Davvero stiamo creando una cultura “usa e getta”? Un film come Avatar (citato nell’articolo come esempio “lampante” di questa realtà) davvero tra cinque anni non verrà più guardato, mentre all’infinito si riguarderanno i film di Hitchcock? Ed è vero che tra qualche anno nessuno vorrà più leggere il Codice da Vinci (btw, era meglio non leggerlo proprio, nè tra cinque anni, nè quando è uscito…), ma si leggeranno sempre con passione Dickens o Flaubert? Forse è vero, ma mi sembra in parte un approccio leggermente snobbistico, che non riesce a scavare davvero a fondo, e non ho la cultura necessaria per farlo io. Davvero quello che stiamo producendo è destinato all’oblio? A non durare?

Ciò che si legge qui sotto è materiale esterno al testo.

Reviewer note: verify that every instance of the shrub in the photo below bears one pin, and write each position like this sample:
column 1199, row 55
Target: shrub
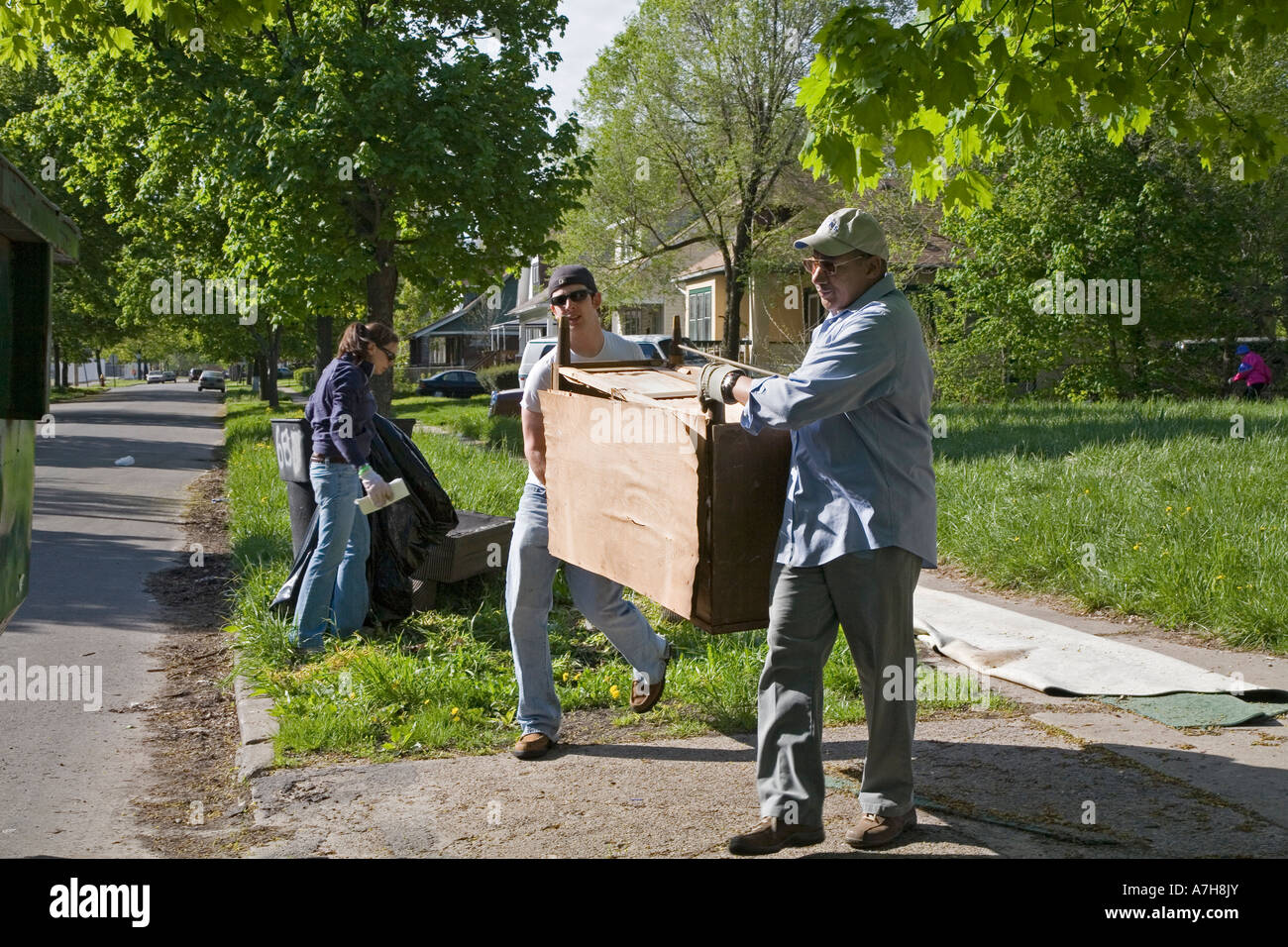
column 498, row 377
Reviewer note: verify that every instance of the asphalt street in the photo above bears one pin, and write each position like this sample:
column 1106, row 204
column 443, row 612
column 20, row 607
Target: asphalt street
column 68, row 768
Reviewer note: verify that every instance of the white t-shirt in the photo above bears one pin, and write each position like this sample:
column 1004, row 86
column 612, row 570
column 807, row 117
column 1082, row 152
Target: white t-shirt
column 614, row 350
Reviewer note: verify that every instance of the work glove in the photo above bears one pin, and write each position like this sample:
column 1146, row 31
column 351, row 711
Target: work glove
column 712, row 379
column 374, row 483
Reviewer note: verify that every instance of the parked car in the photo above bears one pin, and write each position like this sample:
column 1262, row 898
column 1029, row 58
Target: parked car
column 456, row 384
column 662, row 344
column 214, row 380
column 505, row 403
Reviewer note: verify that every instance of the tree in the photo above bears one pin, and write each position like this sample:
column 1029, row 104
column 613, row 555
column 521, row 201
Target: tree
column 694, row 128
column 1183, row 254
column 969, row 78
column 330, row 150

E’ vero che la produzione attuale si basa su un consumo rapido, si divora, si ricicla in qualsiasi prodotto, si dirama in ogni direzione e su ogni media, e poi… lascia spazio ad altro. In effetti, un libro famoso, che ha venduto milioni e milioni di copie, una volta terminato il suo flusso di vita utile, poi perde il suo senso, forse non si dimentica, ma non si riprende in mano, scade. Avatar, dopo avere riempito la nostra fantasia, dopo averci fatto discutere ancor prima della sua uscita, dopo che ci ha messo in coda per poterlo vedere, dopo l’uscita (quando uscirà, tra qualche mese) nella versione DVD e Blu-Ray, e dopo l’uscita sui canali televisivi – prima quelli a pagamento, poi quelli gratuiti – sparirà dei nostri occhi e dal nostro cuore, tra dieci anni nessuno forse lo vorrà rivedere, se non gli appassionati, i puristi e gli studiosi. Forse è vero, signor Javier Marías; al tempo stesso, credo che non si sia considerato un fattore che è tipico della nostra cultura, scrivendone mi sembra più nitido di quando ho letto, questa mattina, l’articolo.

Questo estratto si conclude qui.